A Lagrangian is degenerate when the Hessian matrix whose elements consist of all the second‐order derivatives of the Lagrangian with respect to the generalized velocities has (for simplicity) a constant singular rank everywhere in the space of the arguments of the Lagrangian. This singularity entails a definite number of first‐order Lagrange equations, which act as subsidiary conditions on the coordinates and velocities. Consistency of these subsidiary conditions with the Langrange system requires them to be an invariant system with respect to the second‐order Lagrange equations. An invariant system is analogous to a system of first integrals except that absolute constants appear where arbitrary constants characterize first integrals. The usual definitions of momenta and of Hamiltonian make the Hamiltonian a function of the functionally dependent canonical variables only.
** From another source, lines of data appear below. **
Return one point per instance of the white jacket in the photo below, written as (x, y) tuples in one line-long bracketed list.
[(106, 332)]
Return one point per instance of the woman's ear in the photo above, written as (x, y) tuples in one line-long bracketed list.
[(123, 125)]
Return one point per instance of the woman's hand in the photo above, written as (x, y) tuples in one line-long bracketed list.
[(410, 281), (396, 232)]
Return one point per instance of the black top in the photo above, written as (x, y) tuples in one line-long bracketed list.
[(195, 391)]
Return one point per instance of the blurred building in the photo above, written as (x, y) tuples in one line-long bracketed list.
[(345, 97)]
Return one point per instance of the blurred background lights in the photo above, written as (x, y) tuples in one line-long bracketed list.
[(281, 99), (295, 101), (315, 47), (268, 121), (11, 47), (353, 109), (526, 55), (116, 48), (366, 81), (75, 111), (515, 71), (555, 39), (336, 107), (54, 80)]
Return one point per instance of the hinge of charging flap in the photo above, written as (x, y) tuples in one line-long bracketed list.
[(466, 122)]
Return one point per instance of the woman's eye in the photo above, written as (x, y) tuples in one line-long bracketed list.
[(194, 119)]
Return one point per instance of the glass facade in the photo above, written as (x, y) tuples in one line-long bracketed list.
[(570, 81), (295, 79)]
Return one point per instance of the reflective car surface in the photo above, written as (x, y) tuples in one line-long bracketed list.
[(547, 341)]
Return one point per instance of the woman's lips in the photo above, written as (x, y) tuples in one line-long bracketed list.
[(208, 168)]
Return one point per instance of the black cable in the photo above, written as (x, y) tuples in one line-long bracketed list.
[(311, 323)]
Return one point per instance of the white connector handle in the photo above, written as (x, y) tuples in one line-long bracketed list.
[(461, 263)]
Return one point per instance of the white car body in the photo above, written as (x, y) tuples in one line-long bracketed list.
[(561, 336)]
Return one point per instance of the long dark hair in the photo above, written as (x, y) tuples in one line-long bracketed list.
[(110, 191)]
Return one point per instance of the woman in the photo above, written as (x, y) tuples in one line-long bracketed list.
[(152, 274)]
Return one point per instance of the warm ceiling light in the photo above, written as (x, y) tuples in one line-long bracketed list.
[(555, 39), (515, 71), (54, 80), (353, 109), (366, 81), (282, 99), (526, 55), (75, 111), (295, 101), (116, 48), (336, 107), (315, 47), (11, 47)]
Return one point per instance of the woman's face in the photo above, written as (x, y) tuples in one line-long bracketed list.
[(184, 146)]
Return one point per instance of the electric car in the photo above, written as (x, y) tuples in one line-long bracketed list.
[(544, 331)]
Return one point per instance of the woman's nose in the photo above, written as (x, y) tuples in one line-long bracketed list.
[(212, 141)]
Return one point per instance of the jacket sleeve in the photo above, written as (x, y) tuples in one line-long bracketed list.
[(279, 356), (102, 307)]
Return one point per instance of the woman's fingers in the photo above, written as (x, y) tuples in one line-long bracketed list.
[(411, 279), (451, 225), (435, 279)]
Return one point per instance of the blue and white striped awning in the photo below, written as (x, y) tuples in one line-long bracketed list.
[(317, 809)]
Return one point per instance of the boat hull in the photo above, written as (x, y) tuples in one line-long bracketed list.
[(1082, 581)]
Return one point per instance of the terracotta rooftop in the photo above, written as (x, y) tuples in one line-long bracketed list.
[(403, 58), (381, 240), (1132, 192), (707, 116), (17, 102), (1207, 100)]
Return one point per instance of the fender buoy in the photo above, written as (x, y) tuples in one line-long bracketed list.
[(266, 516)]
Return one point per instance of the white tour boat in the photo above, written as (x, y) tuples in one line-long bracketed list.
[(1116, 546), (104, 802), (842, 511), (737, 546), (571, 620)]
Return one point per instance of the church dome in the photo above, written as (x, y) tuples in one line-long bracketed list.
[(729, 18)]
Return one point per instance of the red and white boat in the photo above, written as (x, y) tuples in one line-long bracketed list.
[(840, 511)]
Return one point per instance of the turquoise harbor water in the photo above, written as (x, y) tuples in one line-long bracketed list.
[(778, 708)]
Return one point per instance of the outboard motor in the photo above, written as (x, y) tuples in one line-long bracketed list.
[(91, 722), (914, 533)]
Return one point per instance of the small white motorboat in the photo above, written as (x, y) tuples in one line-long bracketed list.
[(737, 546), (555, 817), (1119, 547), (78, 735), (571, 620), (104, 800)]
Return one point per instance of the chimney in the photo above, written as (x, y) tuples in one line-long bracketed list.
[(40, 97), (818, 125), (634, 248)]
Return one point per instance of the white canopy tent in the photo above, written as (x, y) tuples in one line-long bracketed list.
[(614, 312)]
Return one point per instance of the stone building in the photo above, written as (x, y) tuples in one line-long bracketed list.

Introduction of the momentum variables into the subsidiary conditions on the coordinates and velocities yields under certain circumstances additional subsidiary conditions on the canonical variables only. All the subsidiary conditions on the canonical variables are determined before setting up the multiplier rule for the canonical equations of motion. The multiplier rule is exploited to deduce the invariant system among the subsidiary conditions, the explicit modifications of the canonical equations by the other susidiary conditions, and Dirac's formula for the corresponding modified Poisson brackets. The modifications are caused by the reduction in the number of independent canonically conjugate pairs. A canonical transformation adapted to the subsidiary conditions, which is found with the help of Lie's theory of function groups, transforms the canonical system from the multiplier rule into a canonical system in terms of physical variables. The invariant system is then used to reduce the order of the resulting canonical system by following Levi‐Civita. This reduced canonical system is suitable for integration or quantization.